The title above is a nonpartisan version of a Washington Post blog entry, “The Democrats’ white-voter problem — in 2 maps”. The two maps in question are county-by-county preferences for the last four presidential elections (two won by G.W. Bush, two by Barack Obama), and county-by-county trends for Bill Clinton’s two elections vs. Obama’s.
On the first map, most of Iowa is part of a collection of counties in the Upper Midwest that has either waffled between parties or been solidly Democratic (Gore-Kerry-Obama-Obama). US 169 is a decent boundary for this. Overall, only six counties have mirrored the national electoral vote and split 2-2 during that time period (although not necessarily in the same way): Allamakee, Bremer, Greene, Marshall, Union, and Winnebago.
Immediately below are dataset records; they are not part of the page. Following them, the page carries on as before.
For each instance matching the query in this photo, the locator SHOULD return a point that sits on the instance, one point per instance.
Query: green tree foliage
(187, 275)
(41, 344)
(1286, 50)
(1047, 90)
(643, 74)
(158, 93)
Eight more have mirrored the national popular vote and split 3-1 for the Democrat, including Cedar, which ended Election Day 2000 in a tie but gave a 2-vote edge to Gore in the final canvass. Fourteen went 3 R, 1 D. The remaining 71 counties are split between solid D or R, with the former concentrated in the eastern part of the state and the latter in the west.
The Clinton-Obama map brings a lot more blue, light red, and neutral to the state. Guthrie County is the tip of a triangle-ish or hooked-T-shaped area of the country running south to the Gulf of Mexico and east through Tennessee into western Pennsylvania that split those four elections (’92, ’96, ’08, ’12) two and two party-wise. In that map, Grundy, Humboldt, Madison, and Warren are the only counties on or east of US 169 that went Republican all four times, the direct opposite of what happened nationally.